Sono state contestate – spiega il comunicato dei Nas – 226 irregolarità, delle quali 39 riconducibili a carenze igieniche per mancata esecuzione delle operazioni di pulizia e sanificazione dei locali e delle attrezzature ad uso comune, l’omessa indicazione delle informazioni agli utenti sulle norme di comportamento e sul rispetto del numero massimo di presenze contemporanee all’interno dei locali e della distanza interpersonale durante gli acquisti e alle casse. Sono stati accertati, inoltre, il malfunzionamento o l’assenza dei dispenser per la disinfezione delle mani ed il mancato rispetto delle distanze interpersonali. Al fine di individuare l’efficacia delle periodiche operazioni di pulizia e sanificazione, sono stati eseguiti tamponi per la ricerca del COVID-19 sulle superfici ritenute di maggiore contatto, realizzando 1.060 campioni con il supporto di tecnici prelevatori e dei laboratori delle ASL, ARPA, IZS e enti universitari.

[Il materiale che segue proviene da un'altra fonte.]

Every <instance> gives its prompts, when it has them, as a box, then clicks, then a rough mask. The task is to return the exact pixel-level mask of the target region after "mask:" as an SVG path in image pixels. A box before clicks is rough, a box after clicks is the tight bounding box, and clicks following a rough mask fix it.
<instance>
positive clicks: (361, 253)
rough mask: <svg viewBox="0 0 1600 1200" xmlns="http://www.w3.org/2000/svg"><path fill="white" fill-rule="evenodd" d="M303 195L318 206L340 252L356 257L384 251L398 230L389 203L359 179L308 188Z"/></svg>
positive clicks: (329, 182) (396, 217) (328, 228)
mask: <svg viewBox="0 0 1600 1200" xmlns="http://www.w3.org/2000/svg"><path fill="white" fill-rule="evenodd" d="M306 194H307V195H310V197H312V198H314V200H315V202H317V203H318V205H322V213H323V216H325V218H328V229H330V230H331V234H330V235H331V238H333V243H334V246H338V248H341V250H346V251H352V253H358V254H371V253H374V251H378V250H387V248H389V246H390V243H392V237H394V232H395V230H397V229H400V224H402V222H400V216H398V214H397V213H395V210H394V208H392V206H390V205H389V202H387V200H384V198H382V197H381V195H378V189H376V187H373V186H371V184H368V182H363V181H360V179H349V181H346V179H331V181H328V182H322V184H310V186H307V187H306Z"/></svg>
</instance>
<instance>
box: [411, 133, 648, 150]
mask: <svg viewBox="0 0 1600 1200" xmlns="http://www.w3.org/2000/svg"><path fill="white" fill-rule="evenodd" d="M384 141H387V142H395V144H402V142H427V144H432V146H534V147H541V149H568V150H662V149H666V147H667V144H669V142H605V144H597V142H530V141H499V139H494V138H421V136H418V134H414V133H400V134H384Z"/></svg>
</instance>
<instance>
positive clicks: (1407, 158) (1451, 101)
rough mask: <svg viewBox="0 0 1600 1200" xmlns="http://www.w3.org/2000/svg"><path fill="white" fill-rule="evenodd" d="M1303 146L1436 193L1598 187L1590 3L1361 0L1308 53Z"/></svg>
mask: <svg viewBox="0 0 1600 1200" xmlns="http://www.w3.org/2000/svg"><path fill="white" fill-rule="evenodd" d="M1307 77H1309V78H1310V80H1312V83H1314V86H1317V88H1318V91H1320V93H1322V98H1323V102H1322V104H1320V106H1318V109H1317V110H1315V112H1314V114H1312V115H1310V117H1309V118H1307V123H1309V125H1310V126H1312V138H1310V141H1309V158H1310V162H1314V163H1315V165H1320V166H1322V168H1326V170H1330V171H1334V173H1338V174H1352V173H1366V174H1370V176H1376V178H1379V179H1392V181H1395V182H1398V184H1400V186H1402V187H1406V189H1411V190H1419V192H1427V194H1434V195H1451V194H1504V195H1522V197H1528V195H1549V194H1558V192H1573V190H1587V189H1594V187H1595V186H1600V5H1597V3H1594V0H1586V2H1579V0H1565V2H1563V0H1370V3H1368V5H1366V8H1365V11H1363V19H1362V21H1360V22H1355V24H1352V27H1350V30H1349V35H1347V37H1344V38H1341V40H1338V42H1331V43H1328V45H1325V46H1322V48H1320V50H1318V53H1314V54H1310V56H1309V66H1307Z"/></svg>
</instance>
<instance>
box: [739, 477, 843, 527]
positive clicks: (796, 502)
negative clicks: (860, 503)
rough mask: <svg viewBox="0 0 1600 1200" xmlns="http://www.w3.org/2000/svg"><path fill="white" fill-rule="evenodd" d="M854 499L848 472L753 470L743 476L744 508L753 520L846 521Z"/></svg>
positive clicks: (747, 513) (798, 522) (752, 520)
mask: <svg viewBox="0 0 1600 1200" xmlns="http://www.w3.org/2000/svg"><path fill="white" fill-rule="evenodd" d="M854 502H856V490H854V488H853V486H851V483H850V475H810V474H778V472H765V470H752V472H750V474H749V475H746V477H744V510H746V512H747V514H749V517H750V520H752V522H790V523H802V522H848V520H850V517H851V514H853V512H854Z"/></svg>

I supermercati presso i quali sono state evidenziate positività, appartenenti a diverse aziende della Grande Distribuzione, sono stati individuati nelle città di Roma, Latina, Frosinone, Grosseto, Terni, Salerno e Catania nonché in altri esercizi nelle province di Parma, Perugia e Cagliari – sottolinea la nota -. Nell’ambito del piano ispettivo, i Carabinieri NAS hanno individuato anche gravi carenze igieniche, gestionali e strutturali che hanno determinato l’esecuzione di provvedimenti di immediata sospensione dell’attività commerciale nei confronti di 12 supermercati, dei quali 3 per violazioni alle misure anti- COVID, ed il sequestro di oltre 2.000 kg di prodotti alimentari risultati non adatti al consumo, per mancanza di tracciabilità e modalità di conservazione non idonea“.

Parma al termine delle ispezioni igienico sanitarie svolte presso alcuni supermercati, integrate dal prelievo di tamponi ambientali su cestini per la spesa, display per i pagamenti elettronici delle casse self service e della bilancia reparto ortofrutta, sono stati 5 i tamponi positivi alla presenza del virus. I titolari degli esercizi commerciali sono stati sanzionati per la violazione delle procedure di autocontrollo in relazione ai protocolli di sanificazione per l’importo complessivo di euro 6.000.